Child protection fears raised

Written by: HTU | Published:

Reforms to the NHS could put vulnerable children at risk unless agencies work in a co-ordinated manner, it was claimed last week.

Reforms to the NHS could put vulnerable children at risk unless agencies work in a co-ordinated manner, it was claimed last week.



A conference heard that there was “deep unease" within the sector about the way some children will be protected and cared for under the new arrangements.



The comments, from the NHS Confederation, came after the Royal College of Paediatrics said there are too few doctors with a special responsibility in child protection working in the health service, and warned that child protection could become an “afterthought".



Currently, local authorities and primary care trusts have responsibility for child protection but in future there will be four organisations with a role. However, the government has yet to announce where responsibilities will lie.

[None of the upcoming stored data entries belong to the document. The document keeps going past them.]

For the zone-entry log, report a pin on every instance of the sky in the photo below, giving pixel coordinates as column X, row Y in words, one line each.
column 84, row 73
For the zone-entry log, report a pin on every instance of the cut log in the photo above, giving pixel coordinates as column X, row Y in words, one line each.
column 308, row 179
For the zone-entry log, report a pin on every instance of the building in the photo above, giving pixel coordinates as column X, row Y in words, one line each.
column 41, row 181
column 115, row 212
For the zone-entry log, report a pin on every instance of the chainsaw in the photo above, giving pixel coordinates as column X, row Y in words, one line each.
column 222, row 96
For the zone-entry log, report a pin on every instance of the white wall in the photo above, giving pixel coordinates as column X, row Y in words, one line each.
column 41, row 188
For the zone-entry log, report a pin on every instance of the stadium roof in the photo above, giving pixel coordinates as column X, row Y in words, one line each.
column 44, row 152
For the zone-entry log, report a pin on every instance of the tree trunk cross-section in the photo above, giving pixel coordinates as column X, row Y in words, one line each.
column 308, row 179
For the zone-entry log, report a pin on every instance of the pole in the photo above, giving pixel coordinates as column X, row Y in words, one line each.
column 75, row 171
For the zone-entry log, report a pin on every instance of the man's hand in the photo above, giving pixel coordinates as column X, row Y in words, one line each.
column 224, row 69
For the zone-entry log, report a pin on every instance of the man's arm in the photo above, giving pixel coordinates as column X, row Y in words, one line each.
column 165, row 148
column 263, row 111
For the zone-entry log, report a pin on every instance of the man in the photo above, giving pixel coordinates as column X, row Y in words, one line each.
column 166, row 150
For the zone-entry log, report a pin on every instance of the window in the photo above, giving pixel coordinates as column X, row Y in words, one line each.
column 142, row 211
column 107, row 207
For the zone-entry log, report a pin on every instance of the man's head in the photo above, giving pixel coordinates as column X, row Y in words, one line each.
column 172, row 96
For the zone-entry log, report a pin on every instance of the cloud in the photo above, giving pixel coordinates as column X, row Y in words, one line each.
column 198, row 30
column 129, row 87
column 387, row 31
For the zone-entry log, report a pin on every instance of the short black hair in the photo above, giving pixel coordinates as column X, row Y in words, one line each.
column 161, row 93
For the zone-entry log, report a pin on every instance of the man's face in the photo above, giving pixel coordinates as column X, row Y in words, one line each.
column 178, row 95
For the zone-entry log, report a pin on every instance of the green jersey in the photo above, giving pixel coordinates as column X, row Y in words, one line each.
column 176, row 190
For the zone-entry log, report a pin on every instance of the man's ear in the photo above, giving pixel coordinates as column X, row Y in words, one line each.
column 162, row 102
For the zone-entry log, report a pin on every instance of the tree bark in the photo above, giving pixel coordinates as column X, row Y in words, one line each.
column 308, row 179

The Confederation warned: “Without overarching policy to make organisations across public services work together, clarity over who does what and how the system will work from the national to the local level, children face a fragmented and confusing system to ensure their health needs are met and they are protected properly.

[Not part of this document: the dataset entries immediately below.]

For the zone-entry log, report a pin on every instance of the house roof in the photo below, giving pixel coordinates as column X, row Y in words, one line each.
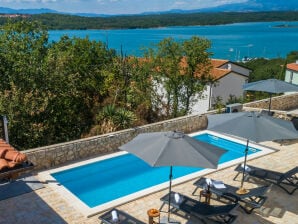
column 218, row 62
column 218, row 72
column 293, row 66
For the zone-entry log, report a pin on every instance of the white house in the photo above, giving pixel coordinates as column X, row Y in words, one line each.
column 292, row 73
column 229, row 77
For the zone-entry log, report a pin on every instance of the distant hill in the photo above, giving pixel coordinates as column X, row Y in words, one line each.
column 26, row 11
column 249, row 6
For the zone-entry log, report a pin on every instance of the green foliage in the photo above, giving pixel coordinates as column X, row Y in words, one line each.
column 181, row 71
column 50, row 92
column 113, row 119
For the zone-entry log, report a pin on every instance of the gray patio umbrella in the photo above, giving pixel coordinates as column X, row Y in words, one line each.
column 271, row 86
column 173, row 148
column 253, row 127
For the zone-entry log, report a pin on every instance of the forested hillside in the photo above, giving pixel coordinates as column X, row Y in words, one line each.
column 59, row 21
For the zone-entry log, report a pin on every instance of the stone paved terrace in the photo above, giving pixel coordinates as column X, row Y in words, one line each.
column 45, row 206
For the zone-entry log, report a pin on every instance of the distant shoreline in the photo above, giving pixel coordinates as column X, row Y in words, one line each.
column 285, row 26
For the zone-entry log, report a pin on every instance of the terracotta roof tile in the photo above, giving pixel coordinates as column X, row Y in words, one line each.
column 218, row 62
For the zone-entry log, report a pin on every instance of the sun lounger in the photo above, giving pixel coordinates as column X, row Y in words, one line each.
column 116, row 216
column 287, row 181
column 202, row 211
column 253, row 199
column 12, row 162
column 13, row 173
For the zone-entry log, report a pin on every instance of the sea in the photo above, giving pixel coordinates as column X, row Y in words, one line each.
column 235, row 42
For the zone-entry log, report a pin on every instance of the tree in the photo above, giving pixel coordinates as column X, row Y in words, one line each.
column 78, row 83
column 181, row 71
column 23, row 46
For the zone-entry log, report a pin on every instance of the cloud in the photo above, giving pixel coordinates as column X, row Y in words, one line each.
column 27, row 1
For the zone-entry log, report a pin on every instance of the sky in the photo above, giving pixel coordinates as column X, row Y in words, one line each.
column 113, row 7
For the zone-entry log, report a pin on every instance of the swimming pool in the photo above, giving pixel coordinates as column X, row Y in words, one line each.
column 114, row 179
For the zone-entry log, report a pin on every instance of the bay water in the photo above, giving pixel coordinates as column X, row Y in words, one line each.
column 232, row 41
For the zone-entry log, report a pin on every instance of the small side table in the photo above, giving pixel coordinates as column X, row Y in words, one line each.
column 152, row 214
column 206, row 195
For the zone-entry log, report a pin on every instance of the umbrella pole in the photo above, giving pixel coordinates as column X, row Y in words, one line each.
column 170, row 190
column 242, row 190
column 270, row 103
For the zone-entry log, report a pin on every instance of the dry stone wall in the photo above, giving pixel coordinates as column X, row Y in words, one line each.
column 61, row 154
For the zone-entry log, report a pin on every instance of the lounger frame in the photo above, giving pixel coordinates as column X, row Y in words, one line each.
column 287, row 181
column 200, row 210
column 255, row 198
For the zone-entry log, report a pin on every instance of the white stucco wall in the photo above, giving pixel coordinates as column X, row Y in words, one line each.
column 230, row 84
column 202, row 106
column 288, row 76
column 294, row 80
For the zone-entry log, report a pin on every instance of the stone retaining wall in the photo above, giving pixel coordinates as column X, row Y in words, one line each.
column 60, row 154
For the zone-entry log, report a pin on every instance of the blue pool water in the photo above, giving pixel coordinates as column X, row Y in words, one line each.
column 103, row 181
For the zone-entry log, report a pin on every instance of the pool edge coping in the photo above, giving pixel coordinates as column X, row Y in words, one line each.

“Confused and fragmented commissioning and provision of services and a failure of organisations to work together have repeatedly been identified as root causes of major failures of child protection in the past."

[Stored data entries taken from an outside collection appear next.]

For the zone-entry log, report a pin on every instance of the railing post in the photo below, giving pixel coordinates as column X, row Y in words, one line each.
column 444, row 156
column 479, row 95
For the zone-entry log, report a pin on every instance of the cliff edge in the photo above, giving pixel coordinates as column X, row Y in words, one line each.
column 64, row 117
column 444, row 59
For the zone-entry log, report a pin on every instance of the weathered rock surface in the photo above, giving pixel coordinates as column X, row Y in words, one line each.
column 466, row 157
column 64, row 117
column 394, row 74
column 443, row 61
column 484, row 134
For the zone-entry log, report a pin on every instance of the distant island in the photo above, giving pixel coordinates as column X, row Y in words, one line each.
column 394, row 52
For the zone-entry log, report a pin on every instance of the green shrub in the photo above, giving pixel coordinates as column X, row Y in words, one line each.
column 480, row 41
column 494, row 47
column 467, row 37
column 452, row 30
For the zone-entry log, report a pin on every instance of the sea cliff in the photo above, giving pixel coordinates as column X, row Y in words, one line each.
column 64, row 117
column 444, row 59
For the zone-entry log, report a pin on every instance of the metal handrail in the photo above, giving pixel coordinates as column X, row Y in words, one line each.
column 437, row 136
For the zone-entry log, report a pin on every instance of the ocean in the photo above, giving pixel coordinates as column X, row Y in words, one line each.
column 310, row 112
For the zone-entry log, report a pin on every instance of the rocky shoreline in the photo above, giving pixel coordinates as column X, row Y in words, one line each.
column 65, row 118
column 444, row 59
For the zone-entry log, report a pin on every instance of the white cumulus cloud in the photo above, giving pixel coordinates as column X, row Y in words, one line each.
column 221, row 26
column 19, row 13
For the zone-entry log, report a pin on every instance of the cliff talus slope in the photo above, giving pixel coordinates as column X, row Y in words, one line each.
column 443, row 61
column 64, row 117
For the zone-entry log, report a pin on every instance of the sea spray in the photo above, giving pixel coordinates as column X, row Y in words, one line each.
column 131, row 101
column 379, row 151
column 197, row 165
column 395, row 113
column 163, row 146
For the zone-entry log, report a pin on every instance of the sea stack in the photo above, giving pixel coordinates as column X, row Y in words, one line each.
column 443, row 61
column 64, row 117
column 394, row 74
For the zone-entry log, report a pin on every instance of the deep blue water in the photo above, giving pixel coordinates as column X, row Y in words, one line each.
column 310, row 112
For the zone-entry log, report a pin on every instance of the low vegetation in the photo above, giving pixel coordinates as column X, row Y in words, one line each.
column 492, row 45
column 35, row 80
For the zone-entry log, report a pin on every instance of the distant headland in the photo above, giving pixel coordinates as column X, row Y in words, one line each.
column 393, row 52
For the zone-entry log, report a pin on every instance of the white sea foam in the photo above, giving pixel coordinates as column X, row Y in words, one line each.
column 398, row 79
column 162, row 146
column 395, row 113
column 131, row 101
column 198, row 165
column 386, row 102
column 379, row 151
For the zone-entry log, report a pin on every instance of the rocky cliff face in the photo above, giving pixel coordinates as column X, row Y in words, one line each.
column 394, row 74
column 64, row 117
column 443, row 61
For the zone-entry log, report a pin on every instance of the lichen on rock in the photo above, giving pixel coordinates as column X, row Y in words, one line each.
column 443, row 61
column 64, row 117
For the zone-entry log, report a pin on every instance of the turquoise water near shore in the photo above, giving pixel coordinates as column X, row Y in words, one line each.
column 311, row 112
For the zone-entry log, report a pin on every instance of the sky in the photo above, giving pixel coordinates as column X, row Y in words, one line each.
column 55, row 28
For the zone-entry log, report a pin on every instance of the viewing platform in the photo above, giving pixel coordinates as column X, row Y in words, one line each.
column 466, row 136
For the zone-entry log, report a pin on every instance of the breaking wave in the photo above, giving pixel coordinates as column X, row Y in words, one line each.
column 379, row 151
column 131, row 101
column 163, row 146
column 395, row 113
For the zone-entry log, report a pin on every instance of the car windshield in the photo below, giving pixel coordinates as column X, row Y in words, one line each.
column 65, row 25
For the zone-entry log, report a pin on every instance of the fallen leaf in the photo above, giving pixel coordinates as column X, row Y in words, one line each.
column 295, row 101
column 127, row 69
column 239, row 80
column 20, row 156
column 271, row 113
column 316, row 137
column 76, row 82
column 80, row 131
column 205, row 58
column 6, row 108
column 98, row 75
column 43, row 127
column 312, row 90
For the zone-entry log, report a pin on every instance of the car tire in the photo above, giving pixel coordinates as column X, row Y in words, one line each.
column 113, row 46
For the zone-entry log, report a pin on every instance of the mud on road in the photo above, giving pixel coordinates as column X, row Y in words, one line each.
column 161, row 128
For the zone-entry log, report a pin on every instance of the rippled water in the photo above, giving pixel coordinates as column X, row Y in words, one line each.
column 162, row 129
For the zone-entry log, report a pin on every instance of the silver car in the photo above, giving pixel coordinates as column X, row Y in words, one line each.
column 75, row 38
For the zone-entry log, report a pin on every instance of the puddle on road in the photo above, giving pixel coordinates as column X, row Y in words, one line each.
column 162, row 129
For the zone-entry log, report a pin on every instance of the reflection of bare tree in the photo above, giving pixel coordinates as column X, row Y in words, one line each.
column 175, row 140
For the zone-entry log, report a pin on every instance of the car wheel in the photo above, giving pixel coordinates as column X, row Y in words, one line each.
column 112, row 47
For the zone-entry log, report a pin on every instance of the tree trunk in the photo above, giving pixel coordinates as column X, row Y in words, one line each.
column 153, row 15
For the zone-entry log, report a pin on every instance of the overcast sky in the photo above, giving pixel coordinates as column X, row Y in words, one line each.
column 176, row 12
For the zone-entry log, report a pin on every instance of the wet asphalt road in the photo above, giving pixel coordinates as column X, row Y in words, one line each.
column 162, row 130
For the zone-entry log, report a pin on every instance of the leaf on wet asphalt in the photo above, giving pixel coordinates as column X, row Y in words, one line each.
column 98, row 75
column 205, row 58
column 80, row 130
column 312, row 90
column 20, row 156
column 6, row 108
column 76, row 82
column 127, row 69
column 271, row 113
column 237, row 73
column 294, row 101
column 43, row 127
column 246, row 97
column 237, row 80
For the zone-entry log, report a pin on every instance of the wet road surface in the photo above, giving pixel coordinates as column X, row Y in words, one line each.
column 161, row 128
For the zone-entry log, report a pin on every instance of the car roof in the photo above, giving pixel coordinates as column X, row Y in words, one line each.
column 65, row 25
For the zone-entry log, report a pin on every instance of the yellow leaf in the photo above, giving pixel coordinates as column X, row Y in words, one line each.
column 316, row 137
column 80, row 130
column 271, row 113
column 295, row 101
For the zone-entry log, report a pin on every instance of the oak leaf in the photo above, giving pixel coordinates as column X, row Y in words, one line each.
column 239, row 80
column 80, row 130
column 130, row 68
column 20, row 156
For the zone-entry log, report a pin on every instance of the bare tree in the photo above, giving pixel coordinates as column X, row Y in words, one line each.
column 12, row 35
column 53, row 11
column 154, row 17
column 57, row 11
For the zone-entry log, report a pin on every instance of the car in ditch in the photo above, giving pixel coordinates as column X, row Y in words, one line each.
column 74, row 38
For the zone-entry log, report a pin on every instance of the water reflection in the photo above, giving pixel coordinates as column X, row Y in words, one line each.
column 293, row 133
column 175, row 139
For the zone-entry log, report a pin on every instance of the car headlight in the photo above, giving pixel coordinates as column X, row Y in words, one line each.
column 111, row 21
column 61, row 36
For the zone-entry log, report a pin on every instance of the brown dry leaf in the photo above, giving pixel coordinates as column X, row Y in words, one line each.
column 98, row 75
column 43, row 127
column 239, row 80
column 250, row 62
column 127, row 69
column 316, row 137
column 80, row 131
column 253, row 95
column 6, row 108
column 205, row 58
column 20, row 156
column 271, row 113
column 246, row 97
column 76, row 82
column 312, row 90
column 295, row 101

The reference was to the Baby P case which highlighted major failings in the child protection system.



The child, Peter Connelly, died aged 17 months after suffering 50 separate injuries over eight months despite having been seen by successive doctors, and being known to social services and police.



Jo Webber, deputy policy director of the NHS Confederation, said: “There is deep unease in the NHS that, in re-organising the system, we are resetting to a model that is potentially riskier and certainly more fragmented."



She added: “Outcomes for protecting children should not vary. The safety and health of some of the most vulnerable people cannot be subject to local discretion."